标题:GoMAvatar: Efficient Animatable Human Modeling from Monocular Video Using Gaussians-on-Mesh

Authors: Jing Wen et al

Homepage: https://wenj.github.io/GoMAvatar/

Thesis: https://arxiv.org/pdf/2404.07991.pdf

1. Introduction

This article introduces a new method called GoMAvatar that uses monocular video to quickly and efficiently reconstruct high-quality movable mannequins. At the heart of the approach is the Gaussians-on-Mesh (GoM) representation, which combines the high quality and speed of Gaussian rendering with the geometric modeling and compatibility of deformable meshes. Specifically, GoM uses Gaussian rendering, which provides rich flexibility for modeling appearances and enables real-time performance. At the same time, GoM leverages bone-driven deformable meshes to create compact, topologically complete digital avatars and simplify mesh articulation with forward kinematics. Crucially, in order to integrate the two representations together, we attached the Gaussian body to each mesh face, which better normalized the deformation of the Gaussian body in the new pose.
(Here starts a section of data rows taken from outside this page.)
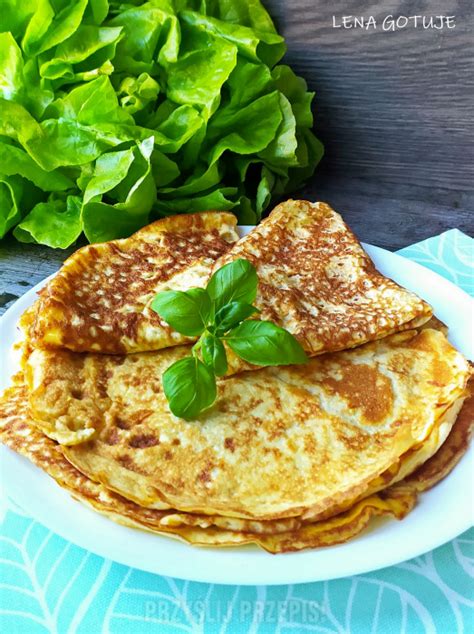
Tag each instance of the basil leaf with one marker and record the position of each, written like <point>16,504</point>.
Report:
<point>213,354</point>
<point>233,282</point>
<point>232,314</point>
<point>189,386</point>
<point>187,312</point>
<point>264,343</point>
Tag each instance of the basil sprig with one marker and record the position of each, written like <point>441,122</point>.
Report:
<point>219,313</point>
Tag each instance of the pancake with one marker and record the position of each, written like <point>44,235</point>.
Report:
<point>17,432</point>
<point>316,281</point>
<point>100,298</point>
<point>280,442</point>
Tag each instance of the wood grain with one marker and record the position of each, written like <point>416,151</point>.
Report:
<point>394,110</point>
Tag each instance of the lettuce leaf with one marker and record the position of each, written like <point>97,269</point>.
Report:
<point>115,113</point>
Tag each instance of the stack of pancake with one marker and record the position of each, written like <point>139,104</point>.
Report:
<point>288,458</point>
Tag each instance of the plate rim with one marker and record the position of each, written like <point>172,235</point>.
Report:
<point>298,573</point>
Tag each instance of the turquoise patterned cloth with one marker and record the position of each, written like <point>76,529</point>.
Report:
<point>50,585</point>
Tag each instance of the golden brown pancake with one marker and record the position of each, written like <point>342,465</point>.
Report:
<point>280,442</point>
<point>17,433</point>
<point>316,281</point>
<point>100,299</point>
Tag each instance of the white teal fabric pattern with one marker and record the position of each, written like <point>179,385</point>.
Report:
<point>48,585</point>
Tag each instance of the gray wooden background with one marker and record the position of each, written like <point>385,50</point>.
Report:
<point>394,110</point>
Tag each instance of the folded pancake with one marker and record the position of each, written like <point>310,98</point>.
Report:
<point>277,443</point>
<point>17,432</point>
<point>100,299</point>
<point>316,280</point>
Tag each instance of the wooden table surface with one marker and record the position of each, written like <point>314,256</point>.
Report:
<point>394,110</point>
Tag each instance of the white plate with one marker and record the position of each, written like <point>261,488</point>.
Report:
<point>441,514</point>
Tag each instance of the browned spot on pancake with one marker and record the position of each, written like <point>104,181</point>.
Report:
<point>128,463</point>
<point>142,441</point>
<point>229,444</point>
<point>375,400</point>
<point>121,424</point>
<point>112,437</point>
<point>87,301</point>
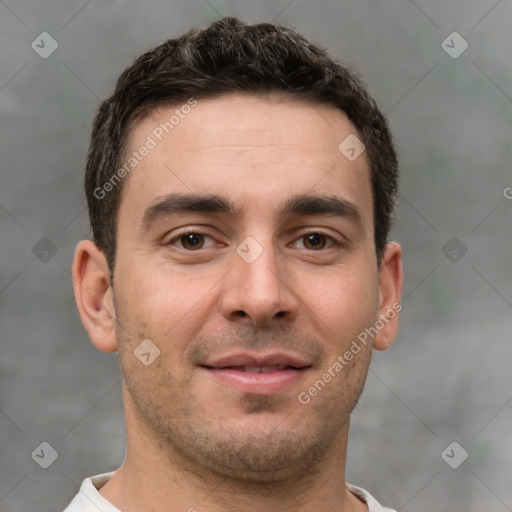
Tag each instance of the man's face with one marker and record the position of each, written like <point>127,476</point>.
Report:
<point>248,307</point>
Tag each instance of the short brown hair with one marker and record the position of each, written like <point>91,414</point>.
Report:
<point>226,57</point>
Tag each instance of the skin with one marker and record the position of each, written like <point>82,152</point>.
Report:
<point>194,442</point>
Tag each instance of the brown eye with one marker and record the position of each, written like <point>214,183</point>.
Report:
<point>192,241</point>
<point>314,241</point>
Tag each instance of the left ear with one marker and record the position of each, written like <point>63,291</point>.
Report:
<point>390,291</point>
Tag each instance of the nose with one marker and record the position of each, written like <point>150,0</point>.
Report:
<point>258,291</point>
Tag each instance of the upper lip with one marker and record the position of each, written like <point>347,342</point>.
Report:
<point>258,359</point>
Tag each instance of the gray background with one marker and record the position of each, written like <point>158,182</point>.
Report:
<point>447,378</point>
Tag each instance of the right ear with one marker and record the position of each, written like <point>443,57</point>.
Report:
<point>94,295</point>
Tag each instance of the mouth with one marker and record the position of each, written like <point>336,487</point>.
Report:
<point>257,374</point>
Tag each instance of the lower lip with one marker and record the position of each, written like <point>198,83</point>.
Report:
<point>258,383</point>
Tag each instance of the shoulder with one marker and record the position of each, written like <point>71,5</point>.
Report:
<point>88,499</point>
<point>373,504</point>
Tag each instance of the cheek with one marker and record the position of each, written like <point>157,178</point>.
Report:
<point>345,299</point>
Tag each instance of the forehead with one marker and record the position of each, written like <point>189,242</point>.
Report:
<point>252,148</point>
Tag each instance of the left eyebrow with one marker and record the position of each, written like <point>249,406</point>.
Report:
<point>307,204</point>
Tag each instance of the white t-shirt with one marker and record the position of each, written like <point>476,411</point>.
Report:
<point>89,499</point>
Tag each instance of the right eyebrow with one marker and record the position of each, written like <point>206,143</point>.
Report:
<point>175,204</point>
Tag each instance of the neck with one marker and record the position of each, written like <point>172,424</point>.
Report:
<point>155,475</point>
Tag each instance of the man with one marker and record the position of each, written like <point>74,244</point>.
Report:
<point>241,187</point>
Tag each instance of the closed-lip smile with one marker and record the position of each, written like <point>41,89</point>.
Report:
<point>259,373</point>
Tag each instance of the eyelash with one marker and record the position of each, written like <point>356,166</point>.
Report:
<point>331,239</point>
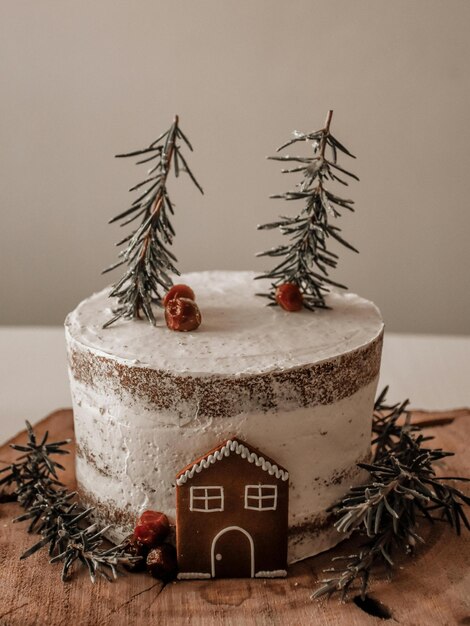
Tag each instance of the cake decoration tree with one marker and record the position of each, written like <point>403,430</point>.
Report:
<point>149,261</point>
<point>301,276</point>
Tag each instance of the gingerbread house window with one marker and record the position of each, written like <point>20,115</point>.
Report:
<point>261,497</point>
<point>206,499</point>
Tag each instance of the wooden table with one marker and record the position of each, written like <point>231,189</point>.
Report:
<point>432,588</point>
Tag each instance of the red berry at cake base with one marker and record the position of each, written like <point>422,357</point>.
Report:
<point>182,314</point>
<point>289,297</point>
<point>151,528</point>
<point>179,291</point>
<point>134,548</point>
<point>161,562</point>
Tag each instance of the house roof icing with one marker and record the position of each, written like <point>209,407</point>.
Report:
<point>225,449</point>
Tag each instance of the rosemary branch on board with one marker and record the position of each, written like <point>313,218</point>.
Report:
<point>53,513</point>
<point>402,491</point>
<point>149,261</point>
<point>306,260</point>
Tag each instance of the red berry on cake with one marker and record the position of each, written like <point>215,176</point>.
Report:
<point>161,562</point>
<point>289,297</point>
<point>151,528</point>
<point>182,314</point>
<point>179,291</point>
<point>134,548</point>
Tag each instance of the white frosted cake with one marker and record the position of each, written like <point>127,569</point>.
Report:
<point>298,386</point>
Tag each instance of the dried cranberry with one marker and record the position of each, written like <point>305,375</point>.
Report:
<point>289,297</point>
<point>151,529</point>
<point>179,291</point>
<point>132,547</point>
<point>161,562</point>
<point>182,314</point>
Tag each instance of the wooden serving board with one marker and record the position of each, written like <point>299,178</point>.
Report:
<point>431,588</point>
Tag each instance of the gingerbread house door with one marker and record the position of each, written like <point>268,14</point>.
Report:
<point>232,554</point>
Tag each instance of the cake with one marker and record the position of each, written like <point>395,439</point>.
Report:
<point>299,387</point>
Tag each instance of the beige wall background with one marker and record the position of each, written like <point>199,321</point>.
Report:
<point>83,80</point>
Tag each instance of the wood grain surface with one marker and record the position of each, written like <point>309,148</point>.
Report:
<point>433,588</point>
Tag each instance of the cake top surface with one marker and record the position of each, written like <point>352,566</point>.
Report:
<point>239,334</point>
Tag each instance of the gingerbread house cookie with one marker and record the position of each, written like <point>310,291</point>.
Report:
<point>231,514</point>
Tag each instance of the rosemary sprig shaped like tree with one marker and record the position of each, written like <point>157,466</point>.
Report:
<point>52,512</point>
<point>306,259</point>
<point>403,490</point>
<point>146,254</point>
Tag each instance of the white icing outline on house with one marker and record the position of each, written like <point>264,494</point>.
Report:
<point>232,446</point>
<point>252,548</point>
<point>260,497</point>
<point>205,498</point>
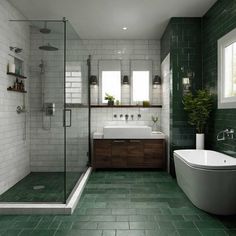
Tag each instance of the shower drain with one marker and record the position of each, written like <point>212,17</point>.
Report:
<point>38,187</point>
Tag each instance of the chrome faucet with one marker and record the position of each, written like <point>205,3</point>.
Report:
<point>225,134</point>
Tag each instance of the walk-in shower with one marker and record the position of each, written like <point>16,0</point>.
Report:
<point>58,125</point>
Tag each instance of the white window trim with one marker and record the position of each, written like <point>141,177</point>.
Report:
<point>150,79</point>
<point>224,103</point>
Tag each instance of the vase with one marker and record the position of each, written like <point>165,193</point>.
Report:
<point>200,141</point>
<point>154,127</point>
<point>110,103</point>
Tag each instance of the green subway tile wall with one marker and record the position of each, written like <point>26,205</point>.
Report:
<point>192,44</point>
<point>185,55</point>
<point>217,22</point>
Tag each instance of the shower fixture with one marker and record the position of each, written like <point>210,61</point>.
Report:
<point>48,47</point>
<point>45,30</point>
<point>16,49</point>
<point>42,67</point>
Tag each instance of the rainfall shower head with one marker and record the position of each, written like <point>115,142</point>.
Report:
<point>48,47</point>
<point>45,30</point>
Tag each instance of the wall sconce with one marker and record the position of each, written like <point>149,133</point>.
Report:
<point>186,85</point>
<point>125,79</point>
<point>93,80</point>
<point>156,81</point>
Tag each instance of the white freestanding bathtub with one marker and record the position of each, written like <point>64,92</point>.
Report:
<point>208,178</point>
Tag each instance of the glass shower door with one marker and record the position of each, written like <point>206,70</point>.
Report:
<point>76,110</point>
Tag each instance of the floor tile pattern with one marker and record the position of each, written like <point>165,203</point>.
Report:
<point>53,190</point>
<point>125,203</point>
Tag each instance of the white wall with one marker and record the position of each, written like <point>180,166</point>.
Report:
<point>105,116</point>
<point>165,114</point>
<point>14,152</point>
<point>124,50</point>
<point>47,133</point>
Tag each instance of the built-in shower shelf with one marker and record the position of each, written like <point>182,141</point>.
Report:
<point>16,75</point>
<point>14,90</point>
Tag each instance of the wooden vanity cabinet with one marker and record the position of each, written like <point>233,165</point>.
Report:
<point>129,153</point>
<point>102,153</point>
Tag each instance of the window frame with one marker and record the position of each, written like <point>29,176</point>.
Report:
<point>225,41</point>
<point>140,65</point>
<point>108,65</point>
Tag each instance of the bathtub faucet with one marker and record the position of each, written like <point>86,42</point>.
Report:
<point>225,134</point>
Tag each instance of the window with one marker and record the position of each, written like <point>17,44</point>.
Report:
<point>141,79</point>
<point>140,86</point>
<point>110,74</point>
<point>73,83</point>
<point>227,71</point>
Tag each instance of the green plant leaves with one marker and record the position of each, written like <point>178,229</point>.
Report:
<point>198,108</point>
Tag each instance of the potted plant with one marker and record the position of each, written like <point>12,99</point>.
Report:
<point>198,107</point>
<point>110,99</point>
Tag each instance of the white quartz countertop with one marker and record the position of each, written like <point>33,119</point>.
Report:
<point>154,135</point>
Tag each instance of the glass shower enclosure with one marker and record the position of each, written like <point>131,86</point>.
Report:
<point>57,112</point>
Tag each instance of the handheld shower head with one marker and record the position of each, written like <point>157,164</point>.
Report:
<point>48,47</point>
<point>45,30</point>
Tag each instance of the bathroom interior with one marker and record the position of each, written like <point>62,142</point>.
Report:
<point>118,118</point>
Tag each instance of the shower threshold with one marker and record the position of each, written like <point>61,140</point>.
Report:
<point>7,208</point>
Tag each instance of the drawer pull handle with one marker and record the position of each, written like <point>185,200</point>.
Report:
<point>135,141</point>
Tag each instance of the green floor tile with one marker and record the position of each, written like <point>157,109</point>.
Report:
<point>117,203</point>
<point>130,233</point>
<point>53,190</point>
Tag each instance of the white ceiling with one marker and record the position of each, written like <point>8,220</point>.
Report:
<point>104,19</point>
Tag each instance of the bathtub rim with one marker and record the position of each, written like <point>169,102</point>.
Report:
<point>201,166</point>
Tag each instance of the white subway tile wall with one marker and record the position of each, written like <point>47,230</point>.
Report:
<point>47,133</point>
<point>14,141</point>
<point>124,50</point>
<point>106,116</point>
<point>165,114</point>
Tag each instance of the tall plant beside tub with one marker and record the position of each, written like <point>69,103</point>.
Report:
<point>198,107</point>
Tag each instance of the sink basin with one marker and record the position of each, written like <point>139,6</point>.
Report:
<point>127,132</point>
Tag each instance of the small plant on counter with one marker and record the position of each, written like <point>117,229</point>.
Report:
<point>198,107</point>
<point>110,99</point>
<point>154,120</point>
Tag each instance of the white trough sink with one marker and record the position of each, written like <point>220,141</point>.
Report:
<point>127,132</point>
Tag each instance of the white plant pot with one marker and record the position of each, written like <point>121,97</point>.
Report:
<point>200,141</point>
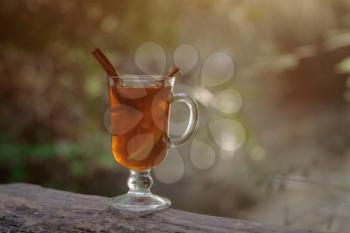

In addition, to deal with view dependencies, we decompose the final color into a pseudo-albedo map rendered in Gaussian and a pseudo-shadow map derived from the normal map. This representation can be inferred from a single input video only. Experimental results show that GoMAvatar matches or outperforms the current state-of-the-art monocular human modeling algorithms in terms of rendering quality, while significantly outperforming them in terms of computational efficiency (43FPS) and has high memory efficiency (3.63MB per subject).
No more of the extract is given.